ClipRover: Zero-shot Vision-Language Exploration and Target Discovery by Mobile Robots

Yuxuan Zhang¹, Adnan Abdullah², Sanjeev J. Koppal*³, Md Jahidul Islam*⁴

^{1, 3} FOCUS Laboratory, Dept. of ECE, University of Florida ^{2, 4} RoboPI Laboratory, Dept. of ECE, University of Florida * Contributed Equally

Pre-print Demo

Overview

**Illustration of an ongoing exploration and target discovery task by the proposed ClipRover system.**

Vision-language navigation (VLN) has emerged as a promising paradigm, enabling mobile robots to perform zero-shot inference and execute tasks without specific pre-programming. However, current systems often separate map exploration and path planning, with exploration relying on inefficient algorithms due to limited (partially observed) environmental information.

In this project, we present a novel navigation pipeline named ClipRover for simultaneous exploration and target discovery in unknown environments, leveraging the capabilities of a vision-language model (VLM) named CLIP. Our approach requires only monocular vision and operates without any prior map or knowledge about the target. The VLM framework adopts a modular architecture organized into three key stages: perception, correlation, and decision. This modular design enables the decomposition of complex system-level challenges into smaller, manageable sub-problems, allowing for iterative improvements to each stage. For comprehensive evaluations, we design the functional prototype of a UGV (unmanned ground vehicle) system named Rover Master, a customized platform for general-purpose VLN tasks. We integrate and deploy the ClipRover pipeline on Rover Master to evaluate its throughput, obstacle avoidance capability, and trajectory performance across various real-world scenarios.

Rover Master: The Novel Robotic Platform

We develop a novel robotic platform Rover Master as a low-power and low-cost UGV platform that is portable and scalable for 2D navigation tasks. The major sensors and actuation components are shown in the above figure. The platform includes a monocular RGB camera and a 2D LiDAR for exteroceptive perception. Four independent wheel assemblies are responsible for actuation; each wheel assembly is modular and self-contained, i.e., it consists of a gearbox, a brushless DC motor, and a suspension system. It also includes a pseudo odometer that uses telemetry data from an electronic speed controller (ESC) which drives the motors.
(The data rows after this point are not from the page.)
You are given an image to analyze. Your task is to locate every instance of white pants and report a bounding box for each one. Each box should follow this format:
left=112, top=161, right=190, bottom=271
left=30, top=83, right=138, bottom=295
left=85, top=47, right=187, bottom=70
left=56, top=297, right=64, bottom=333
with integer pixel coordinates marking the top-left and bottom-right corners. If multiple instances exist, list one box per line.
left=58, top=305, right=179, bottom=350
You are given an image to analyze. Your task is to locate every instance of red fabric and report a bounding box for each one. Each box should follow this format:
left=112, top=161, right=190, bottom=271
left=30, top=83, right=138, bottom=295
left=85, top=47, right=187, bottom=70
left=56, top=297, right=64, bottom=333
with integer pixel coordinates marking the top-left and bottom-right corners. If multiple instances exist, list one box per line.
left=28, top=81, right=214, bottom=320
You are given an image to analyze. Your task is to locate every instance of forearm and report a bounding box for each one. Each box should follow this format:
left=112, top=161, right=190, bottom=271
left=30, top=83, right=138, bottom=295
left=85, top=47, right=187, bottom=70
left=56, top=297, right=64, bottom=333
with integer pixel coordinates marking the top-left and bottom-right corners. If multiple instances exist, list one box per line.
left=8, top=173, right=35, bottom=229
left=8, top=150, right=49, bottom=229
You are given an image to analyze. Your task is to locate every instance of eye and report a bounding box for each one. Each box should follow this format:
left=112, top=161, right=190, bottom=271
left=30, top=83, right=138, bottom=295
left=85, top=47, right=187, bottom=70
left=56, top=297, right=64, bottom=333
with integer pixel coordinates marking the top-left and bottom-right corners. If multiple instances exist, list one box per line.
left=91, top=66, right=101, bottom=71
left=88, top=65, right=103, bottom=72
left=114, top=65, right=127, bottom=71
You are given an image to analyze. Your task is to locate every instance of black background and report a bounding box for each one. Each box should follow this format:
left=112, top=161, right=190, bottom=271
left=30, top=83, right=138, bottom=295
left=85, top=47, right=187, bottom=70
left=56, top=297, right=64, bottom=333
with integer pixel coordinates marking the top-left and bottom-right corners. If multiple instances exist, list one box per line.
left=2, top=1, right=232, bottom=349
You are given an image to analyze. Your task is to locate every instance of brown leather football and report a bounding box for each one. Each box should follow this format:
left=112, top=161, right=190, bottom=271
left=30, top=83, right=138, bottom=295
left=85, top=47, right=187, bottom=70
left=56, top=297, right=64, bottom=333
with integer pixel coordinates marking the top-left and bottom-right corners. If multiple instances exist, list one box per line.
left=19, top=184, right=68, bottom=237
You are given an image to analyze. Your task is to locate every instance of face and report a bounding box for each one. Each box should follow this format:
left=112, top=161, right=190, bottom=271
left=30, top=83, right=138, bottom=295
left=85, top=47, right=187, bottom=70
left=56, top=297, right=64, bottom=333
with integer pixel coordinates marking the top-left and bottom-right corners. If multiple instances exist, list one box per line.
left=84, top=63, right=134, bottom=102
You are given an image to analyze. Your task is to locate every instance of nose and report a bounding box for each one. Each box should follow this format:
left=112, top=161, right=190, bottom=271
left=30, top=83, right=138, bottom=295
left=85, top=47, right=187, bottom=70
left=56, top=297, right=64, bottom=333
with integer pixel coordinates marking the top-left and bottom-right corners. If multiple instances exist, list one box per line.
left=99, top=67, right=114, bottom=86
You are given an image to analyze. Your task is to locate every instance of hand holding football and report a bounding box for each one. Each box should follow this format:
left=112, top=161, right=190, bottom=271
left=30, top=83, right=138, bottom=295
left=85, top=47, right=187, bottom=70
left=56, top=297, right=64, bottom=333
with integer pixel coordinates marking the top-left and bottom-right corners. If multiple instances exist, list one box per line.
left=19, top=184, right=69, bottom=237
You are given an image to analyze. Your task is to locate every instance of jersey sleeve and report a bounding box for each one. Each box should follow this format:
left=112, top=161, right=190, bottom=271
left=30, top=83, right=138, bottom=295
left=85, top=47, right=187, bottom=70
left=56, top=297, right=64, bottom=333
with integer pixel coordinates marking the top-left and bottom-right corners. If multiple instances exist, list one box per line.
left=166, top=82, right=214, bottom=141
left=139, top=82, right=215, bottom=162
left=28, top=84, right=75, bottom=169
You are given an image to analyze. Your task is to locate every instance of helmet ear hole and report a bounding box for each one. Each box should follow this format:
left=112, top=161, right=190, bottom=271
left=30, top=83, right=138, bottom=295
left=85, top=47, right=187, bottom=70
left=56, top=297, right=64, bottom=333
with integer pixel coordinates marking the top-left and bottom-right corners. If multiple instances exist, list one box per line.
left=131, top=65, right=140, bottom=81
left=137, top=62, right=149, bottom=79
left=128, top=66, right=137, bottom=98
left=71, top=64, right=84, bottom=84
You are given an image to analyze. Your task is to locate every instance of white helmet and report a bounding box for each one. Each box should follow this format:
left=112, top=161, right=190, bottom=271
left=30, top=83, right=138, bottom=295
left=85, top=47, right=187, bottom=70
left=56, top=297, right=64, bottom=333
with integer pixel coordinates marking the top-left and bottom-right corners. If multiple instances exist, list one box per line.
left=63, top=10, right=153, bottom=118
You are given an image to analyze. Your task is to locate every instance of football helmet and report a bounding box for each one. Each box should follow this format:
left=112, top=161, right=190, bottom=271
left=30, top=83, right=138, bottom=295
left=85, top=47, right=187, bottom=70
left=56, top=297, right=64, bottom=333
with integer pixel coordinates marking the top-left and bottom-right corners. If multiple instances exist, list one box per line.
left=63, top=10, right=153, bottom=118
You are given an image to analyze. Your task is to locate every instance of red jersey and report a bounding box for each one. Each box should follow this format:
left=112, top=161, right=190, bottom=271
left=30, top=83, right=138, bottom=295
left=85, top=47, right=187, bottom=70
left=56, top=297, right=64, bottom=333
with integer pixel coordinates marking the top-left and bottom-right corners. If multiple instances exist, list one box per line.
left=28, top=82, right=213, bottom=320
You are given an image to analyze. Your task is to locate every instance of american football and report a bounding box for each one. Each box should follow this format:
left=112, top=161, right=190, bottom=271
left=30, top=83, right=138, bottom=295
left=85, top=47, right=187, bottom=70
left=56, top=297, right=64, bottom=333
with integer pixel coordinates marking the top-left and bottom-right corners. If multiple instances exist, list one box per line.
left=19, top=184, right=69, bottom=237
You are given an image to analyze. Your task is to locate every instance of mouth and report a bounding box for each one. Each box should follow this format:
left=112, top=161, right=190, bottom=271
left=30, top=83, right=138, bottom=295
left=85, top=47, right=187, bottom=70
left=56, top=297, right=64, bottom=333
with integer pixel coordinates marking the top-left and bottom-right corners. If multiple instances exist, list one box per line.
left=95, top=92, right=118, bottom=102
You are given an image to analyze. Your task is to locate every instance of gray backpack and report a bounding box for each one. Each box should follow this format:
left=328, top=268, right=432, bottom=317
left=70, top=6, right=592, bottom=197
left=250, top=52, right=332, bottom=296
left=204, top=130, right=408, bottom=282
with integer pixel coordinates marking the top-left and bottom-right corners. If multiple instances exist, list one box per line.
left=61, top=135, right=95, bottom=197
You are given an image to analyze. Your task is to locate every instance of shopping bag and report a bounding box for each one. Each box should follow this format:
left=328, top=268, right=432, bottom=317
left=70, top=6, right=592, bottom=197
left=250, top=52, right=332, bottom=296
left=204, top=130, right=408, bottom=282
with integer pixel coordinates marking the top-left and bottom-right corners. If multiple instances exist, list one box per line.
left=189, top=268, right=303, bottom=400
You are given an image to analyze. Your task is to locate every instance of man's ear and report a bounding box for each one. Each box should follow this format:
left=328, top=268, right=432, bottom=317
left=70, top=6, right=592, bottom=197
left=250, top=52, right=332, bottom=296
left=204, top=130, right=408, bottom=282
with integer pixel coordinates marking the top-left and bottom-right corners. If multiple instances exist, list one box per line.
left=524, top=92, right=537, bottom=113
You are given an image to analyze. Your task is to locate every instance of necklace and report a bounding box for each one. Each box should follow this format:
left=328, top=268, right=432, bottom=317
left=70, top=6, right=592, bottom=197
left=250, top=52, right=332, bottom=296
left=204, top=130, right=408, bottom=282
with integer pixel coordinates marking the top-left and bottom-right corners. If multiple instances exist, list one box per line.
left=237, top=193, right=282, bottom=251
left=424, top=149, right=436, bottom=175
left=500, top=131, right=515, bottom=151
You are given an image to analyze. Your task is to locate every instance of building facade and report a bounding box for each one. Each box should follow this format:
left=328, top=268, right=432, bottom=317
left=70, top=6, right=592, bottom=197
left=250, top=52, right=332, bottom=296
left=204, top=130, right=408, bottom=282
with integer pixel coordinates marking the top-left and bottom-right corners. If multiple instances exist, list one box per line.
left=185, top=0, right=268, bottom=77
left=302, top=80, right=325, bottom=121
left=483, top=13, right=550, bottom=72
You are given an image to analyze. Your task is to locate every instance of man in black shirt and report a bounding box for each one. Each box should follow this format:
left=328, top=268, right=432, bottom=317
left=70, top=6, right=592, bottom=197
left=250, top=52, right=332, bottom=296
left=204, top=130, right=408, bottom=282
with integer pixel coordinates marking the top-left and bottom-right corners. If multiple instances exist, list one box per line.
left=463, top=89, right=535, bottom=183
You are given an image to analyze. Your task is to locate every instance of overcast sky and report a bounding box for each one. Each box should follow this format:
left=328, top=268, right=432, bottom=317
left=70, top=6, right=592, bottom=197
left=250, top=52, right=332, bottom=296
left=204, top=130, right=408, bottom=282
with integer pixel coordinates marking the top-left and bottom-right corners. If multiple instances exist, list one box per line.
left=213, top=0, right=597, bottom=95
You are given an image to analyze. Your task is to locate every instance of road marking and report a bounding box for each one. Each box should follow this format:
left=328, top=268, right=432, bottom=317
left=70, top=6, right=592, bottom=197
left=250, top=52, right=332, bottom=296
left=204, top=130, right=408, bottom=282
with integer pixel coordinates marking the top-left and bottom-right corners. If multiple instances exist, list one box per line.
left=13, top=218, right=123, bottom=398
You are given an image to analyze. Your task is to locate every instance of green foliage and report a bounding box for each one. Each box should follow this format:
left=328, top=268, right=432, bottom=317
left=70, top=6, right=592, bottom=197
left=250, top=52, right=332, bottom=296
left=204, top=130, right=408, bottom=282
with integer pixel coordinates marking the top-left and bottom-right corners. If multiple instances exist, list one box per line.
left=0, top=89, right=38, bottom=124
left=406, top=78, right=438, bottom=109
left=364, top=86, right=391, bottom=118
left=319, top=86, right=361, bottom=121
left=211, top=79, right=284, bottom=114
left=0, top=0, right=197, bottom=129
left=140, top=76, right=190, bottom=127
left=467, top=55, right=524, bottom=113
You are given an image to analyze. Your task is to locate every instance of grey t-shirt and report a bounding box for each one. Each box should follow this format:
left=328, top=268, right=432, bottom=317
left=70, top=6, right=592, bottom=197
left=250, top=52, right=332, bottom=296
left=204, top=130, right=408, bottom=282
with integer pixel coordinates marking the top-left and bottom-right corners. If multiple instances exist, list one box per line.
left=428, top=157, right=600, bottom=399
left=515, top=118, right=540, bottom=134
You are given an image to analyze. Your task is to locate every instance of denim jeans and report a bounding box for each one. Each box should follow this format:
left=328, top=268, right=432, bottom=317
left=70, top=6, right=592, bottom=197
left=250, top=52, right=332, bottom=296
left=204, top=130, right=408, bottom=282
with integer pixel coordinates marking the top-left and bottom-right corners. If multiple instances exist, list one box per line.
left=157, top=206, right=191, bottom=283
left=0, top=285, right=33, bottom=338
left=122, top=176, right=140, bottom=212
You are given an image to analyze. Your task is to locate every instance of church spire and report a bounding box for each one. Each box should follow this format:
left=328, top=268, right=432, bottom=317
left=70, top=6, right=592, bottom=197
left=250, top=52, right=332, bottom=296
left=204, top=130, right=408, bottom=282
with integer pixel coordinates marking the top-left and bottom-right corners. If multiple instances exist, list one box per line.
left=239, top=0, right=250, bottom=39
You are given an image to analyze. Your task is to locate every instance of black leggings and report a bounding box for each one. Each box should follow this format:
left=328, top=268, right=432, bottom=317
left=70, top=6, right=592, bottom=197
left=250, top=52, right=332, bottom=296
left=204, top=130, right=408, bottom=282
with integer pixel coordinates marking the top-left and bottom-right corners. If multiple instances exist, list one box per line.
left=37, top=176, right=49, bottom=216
Additionally, the driver stack consists of a flight-controller that report onboard sensory data for planning and navigation.

In our setup, we configured the platform to: (i) deliver sufficient computational power to handle a general-purpose vision-language model and other computationally intensive tasks; (ii) have enough mechanical stability to hold the camera in an elevated position without excess vibrations; and (iii) support 3-DOF motions (forward/backward, sideways and rotation).

ClipRover: Navigation Pipeline

We introduce a modular VLM pipeline that integrates stages for perception, planning, and navigation. The core computational components of the proposed ClipRover navigation pipeline are depicted as a data flow architecture in the overview figure.

The front-end, i.e., the CLIP vision encoder, processes raw input frames, divides them into tiles, and encodes these tiles into embeddings - numerical vectors representing semantic meanings. Additionally, the standard deviation for each tile is computed and combined with the model's predictions. This metric serves as an indicator of the amount of information present in each tile, proving particularly useful in scenarios where the robot encounters feature-poor, uniformly colored objects such as walls, doors, or furniture.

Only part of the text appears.